Aus den Zeitschriften

„In Aschau war ich natürlich täglich in der Schulmesse und der Lehrer – der ein großer Nazi war – hat eines Tages dem Pfarrer mitgeteilt, dass er an den Werktagen nicht mehr Orgel spielen könne, weil er in der Schule sein müsse. Daraufhin hat der Pfarrer ein Harmonium gekauft und zu mir gesagt: ,Jetzt spielst du die Singmesse!‘ – ich hatte zu Hause bereits Harmoniumunterricht, spielte dann als Neun- oder Zehnjähriger die Schulmesse.“ Diese Erinnerungen an seine Anfänge als Kirchenmusiker teilt Prälat Georg Ratzinger, ehemaliger Regensburger Domkapellmeister, in einem Gespräch in der Verbandszeitschrift des „Allgemeinen Cäcilienverbands für Deutschland“ Musica Sacra (5/2008 Bärenreiterverlag Kassel) mit.
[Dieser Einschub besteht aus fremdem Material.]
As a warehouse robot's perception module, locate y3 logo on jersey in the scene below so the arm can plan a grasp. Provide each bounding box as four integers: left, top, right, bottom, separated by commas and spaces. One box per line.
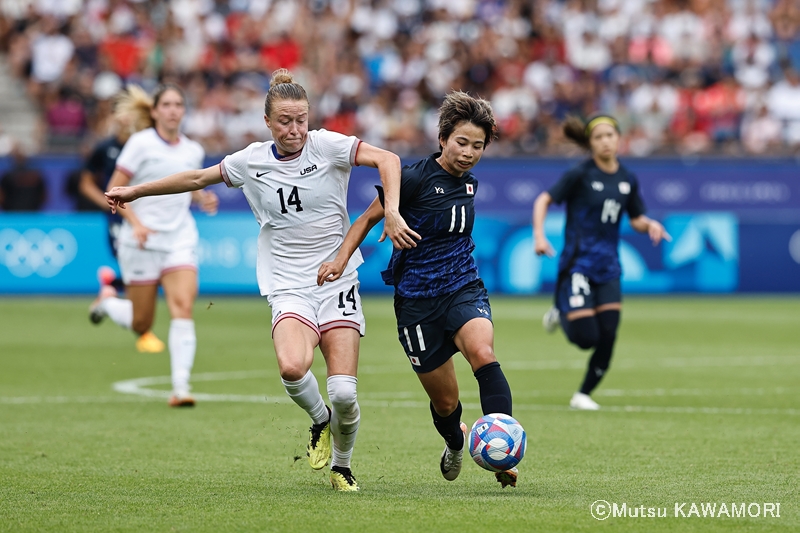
300, 165, 317, 176
600, 198, 622, 224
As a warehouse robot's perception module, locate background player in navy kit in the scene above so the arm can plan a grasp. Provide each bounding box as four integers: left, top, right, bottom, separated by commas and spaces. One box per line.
83, 97, 165, 353
533, 115, 671, 410
317, 92, 517, 487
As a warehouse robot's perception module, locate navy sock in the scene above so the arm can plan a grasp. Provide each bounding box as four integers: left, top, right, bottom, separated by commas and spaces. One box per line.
431, 400, 464, 450
581, 310, 620, 394
475, 361, 511, 416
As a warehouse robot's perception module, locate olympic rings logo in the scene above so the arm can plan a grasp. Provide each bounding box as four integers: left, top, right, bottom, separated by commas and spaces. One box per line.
0, 228, 78, 278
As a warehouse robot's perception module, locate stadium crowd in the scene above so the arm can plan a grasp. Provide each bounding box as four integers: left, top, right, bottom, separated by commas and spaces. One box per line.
0, 0, 800, 156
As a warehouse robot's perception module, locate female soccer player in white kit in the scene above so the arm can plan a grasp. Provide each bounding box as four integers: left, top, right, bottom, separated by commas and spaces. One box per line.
90, 85, 218, 407
106, 69, 419, 491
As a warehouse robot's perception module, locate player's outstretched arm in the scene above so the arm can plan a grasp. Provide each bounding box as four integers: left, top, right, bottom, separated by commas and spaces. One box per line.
533, 191, 556, 257
317, 198, 385, 285
106, 165, 222, 213
631, 215, 672, 246
356, 142, 421, 249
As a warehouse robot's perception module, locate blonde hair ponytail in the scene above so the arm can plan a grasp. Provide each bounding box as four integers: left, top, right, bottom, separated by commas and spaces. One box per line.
114, 85, 155, 132
264, 68, 308, 116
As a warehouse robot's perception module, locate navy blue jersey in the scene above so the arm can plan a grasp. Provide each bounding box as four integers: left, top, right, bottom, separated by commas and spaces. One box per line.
548, 159, 645, 283
84, 135, 123, 223
381, 153, 478, 298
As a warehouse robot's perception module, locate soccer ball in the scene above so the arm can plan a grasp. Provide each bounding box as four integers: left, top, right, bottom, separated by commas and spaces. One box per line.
469, 413, 528, 472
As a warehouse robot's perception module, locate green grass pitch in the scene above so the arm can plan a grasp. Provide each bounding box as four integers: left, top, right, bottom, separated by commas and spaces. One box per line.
0, 297, 800, 533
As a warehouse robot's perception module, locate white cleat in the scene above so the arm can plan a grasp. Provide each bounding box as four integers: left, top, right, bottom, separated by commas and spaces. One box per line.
439, 422, 467, 481
569, 392, 600, 411
542, 307, 561, 333
89, 285, 117, 324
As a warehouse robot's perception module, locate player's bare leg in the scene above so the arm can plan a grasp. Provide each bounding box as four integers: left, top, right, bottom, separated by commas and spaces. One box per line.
453, 318, 517, 487
272, 317, 331, 470
417, 357, 467, 481
320, 327, 361, 491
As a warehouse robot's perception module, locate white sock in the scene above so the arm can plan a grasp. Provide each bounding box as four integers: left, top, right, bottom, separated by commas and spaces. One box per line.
99, 297, 133, 329
328, 375, 361, 468
169, 318, 197, 396
281, 370, 328, 424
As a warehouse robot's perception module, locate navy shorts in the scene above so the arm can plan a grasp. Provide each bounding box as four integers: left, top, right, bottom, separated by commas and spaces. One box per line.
394, 279, 492, 374
556, 272, 622, 318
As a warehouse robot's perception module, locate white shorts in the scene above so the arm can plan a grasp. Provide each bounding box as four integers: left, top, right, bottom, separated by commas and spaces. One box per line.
118, 245, 197, 285
267, 271, 366, 337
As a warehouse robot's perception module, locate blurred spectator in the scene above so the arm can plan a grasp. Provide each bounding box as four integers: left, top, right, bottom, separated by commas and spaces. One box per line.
742, 104, 782, 155
0, 0, 800, 155
767, 68, 800, 146
0, 146, 47, 211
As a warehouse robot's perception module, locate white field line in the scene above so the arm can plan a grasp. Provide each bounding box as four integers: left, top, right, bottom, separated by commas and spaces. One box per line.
0, 371, 800, 416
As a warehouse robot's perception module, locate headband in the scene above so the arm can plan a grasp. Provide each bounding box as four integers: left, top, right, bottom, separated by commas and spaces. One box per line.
585, 115, 619, 137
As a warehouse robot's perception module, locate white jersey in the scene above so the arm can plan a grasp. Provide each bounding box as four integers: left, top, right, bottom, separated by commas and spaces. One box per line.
220, 130, 364, 295
117, 128, 205, 251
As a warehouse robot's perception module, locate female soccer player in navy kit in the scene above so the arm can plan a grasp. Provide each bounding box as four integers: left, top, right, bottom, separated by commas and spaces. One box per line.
533, 115, 671, 410
317, 92, 517, 487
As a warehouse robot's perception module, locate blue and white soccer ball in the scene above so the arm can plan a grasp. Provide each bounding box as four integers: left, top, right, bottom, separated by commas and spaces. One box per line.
469, 413, 528, 472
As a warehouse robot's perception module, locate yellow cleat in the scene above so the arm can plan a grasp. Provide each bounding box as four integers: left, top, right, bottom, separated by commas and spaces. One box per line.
306, 408, 331, 470
136, 331, 165, 353
331, 466, 358, 492
494, 467, 519, 488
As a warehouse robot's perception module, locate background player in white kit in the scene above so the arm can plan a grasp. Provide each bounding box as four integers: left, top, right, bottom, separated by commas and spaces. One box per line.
106, 69, 419, 491
90, 85, 218, 407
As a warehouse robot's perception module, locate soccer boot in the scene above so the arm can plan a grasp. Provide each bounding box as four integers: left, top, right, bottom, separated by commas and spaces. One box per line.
169, 394, 194, 407
331, 466, 358, 492
439, 422, 467, 481
136, 331, 165, 353
494, 467, 519, 488
542, 307, 561, 333
306, 407, 331, 470
569, 392, 600, 411
89, 285, 117, 324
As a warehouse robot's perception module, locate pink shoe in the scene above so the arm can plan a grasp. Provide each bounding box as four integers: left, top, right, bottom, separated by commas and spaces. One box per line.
97, 266, 117, 286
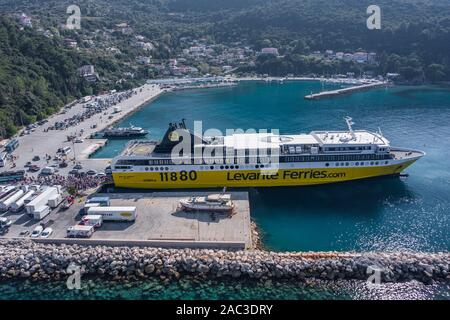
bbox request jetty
[305,81,390,100]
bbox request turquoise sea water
[94,82,450,252]
[0,278,450,300]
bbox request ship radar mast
[344,117,356,140]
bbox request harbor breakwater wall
[0,240,450,283]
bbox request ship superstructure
[112,118,424,189]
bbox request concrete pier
[0,191,252,250]
[305,82,389,100]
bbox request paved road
[0,85,162,175]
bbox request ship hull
[113,159,417,189]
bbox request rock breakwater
[0,240,450,283]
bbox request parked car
[69,169,78,174]
[30,226,44,238]
[0,217,12,229]
[28,164,41,172]
[41,228,53,238]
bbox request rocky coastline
[0,240,450,284]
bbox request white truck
[81,215,103,228]
[41,167,55,176]
[0,189,24,211]
[88,207,137,221]
[25,186,60,215]
[9,190,35,212]
[67,225,95,238]
[83,203,100,214]
[33,206,51,220]
[48,193,63,209]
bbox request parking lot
[1,192,251,247]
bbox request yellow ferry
[111,117,425,189]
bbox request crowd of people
[22,174,108,191]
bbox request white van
[61,147,72,156]
[41,167,55,176]
[67,225,95,238]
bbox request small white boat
[180,194,234,213]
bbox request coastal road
[0,84,163,176]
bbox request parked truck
[81,215,103,228]
[48,193,63,209]
[67,225,94,238]
[9,190,35,212]
[33,206,51,220]
[0,189,24,211]
[25,186,60,215]
[88,207,137,221]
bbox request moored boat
[180,193,234,213]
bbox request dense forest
[0,0,450,136]
[0,16,92,136]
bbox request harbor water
[93,81,450,252]
[0,278,450,300]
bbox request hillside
[0,16,92,136]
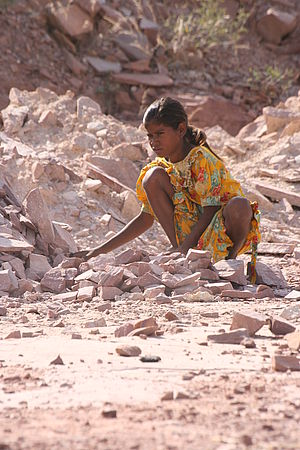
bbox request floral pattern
[136,145,260,262]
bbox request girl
[78,97,260,281]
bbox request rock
[71,333,82,339]
[23,188,55,244]
[110,143,145,161]
[139,17,160,45]
[120,190,141,220]
[0,306,7,317]
[257,8,297,44]
[29,253,52,278]
[256,261,287,288]
[71,133,97,153]
[221,289,254,299]
[77,286,96,302]
[186,248,211,261]
[98,267,124,287]
[137,272,162,288]
[160,391,174,401]
[255,182,300,207]
[241,338,256,348]
[86,56,122,73]
[128,325,158,336]
[88,155,139,190]
[230,311,267,336]
[40,267,66,294]
[183,287,215,302]
[195,268,220,281]
[116,345,142,356]
[76,96,101,122]
[52,291,77,303]
[204,281,233,295]
[115,322,134,337]
[140,355,161,362]
[284,289,300,300]
[255,284,275,299]
[268,317,296,335]
[1,105,29,134]
[52,222,78,253]
[93,297,112,312]
[101,406,117,419]
[112,72,174,87]
[285,330,300,352]
[263,106,300,133]
[50,355,64,366]
[213,259,247,286]
[165,311,179,322]
[5,330,21,339]
[98,286,123,301]
[207,328,249,344]
[114,32,149,60]
[280,302,300,320]
[0,234,34,253]
[84,317,106,328]
[74,269,100,283]
[38,109,57,126]
[116,248,143,265]
[258,243,296,255]
[152,294,172,305]
[0,269,18,292]
[144,284,166,299]
[272,355,300,372]
[189,95,253,136]
[133,317,158,329]
[47,4,93,38]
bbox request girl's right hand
[70,247,102,261]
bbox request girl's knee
[142,167,170,191]
[223,197,253,222]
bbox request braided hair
[143,97,220,159]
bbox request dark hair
[143,97,220,159]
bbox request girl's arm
[177,206,220,253]
[73,211,154,259]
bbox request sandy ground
[0,298,300,450]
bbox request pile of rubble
[0,88,300,300]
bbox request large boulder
[190,95,253,136]
[257,8,297,44]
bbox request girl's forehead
[144,120,171,132]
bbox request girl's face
[145,121,186,162]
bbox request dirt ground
[0,0,300,450]
[0,282,300,450]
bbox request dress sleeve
[136,163,154,216]
[192,151,224,207]
[136,158,168,218]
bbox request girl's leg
[223,197,253,259]
[143,167,177,247]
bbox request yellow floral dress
[136,145,260,278]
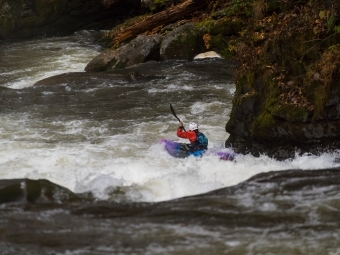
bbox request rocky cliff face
[0,0,141,39]
[226,0,340,158]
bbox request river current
[0,31,340,255]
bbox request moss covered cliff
[0,0,340,158]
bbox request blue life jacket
[196,132,208,150]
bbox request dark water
[0,31,340,255]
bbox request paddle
[170,103,186,131]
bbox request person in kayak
[177,121,208,152]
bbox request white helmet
[189,122,198,131]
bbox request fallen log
[114,0,214,44]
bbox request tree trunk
[114,0,212,44]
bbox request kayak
[161,140,235,161]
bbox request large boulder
[160,23,206,60]
[85,35,162,72]
[0,0,141,39]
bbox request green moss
[250,112,277,137]
[270,104,310,122]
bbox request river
[0,31,340,255]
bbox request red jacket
[177,128,197,143]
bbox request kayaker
[177,121,208,152]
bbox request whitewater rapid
[0,31,340,202]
Über das Interview mit Prälat Ratzinger hinaus ist das Sonderheft der Kirchenmusik-Zeitschrift lesenswert wegen der vier darin abgedruckten Aufsätze seines Bruders, Papst Benedikts XVI. Es handelt sich dabei um den sehr anspruchsvollen Aufsatz „Zur theologischen Grundlegung der Kirchenmusik“ (1974), den Vortrag des Erzbischofs Joseph Ratzinger über „Theologische Probleme der Kirchenmusik“ (1977), die Rede des Kurienkardinals Ratzinger betreffend „Liturgie und Kirchenmusik“ (1985) und die Ansprache zur Verabschiedung des Bruders vom Amt des Domkapellmeisters „In der Spannung zwischen Regensburger Tradition und nachkonziliarer Reform“ (1994).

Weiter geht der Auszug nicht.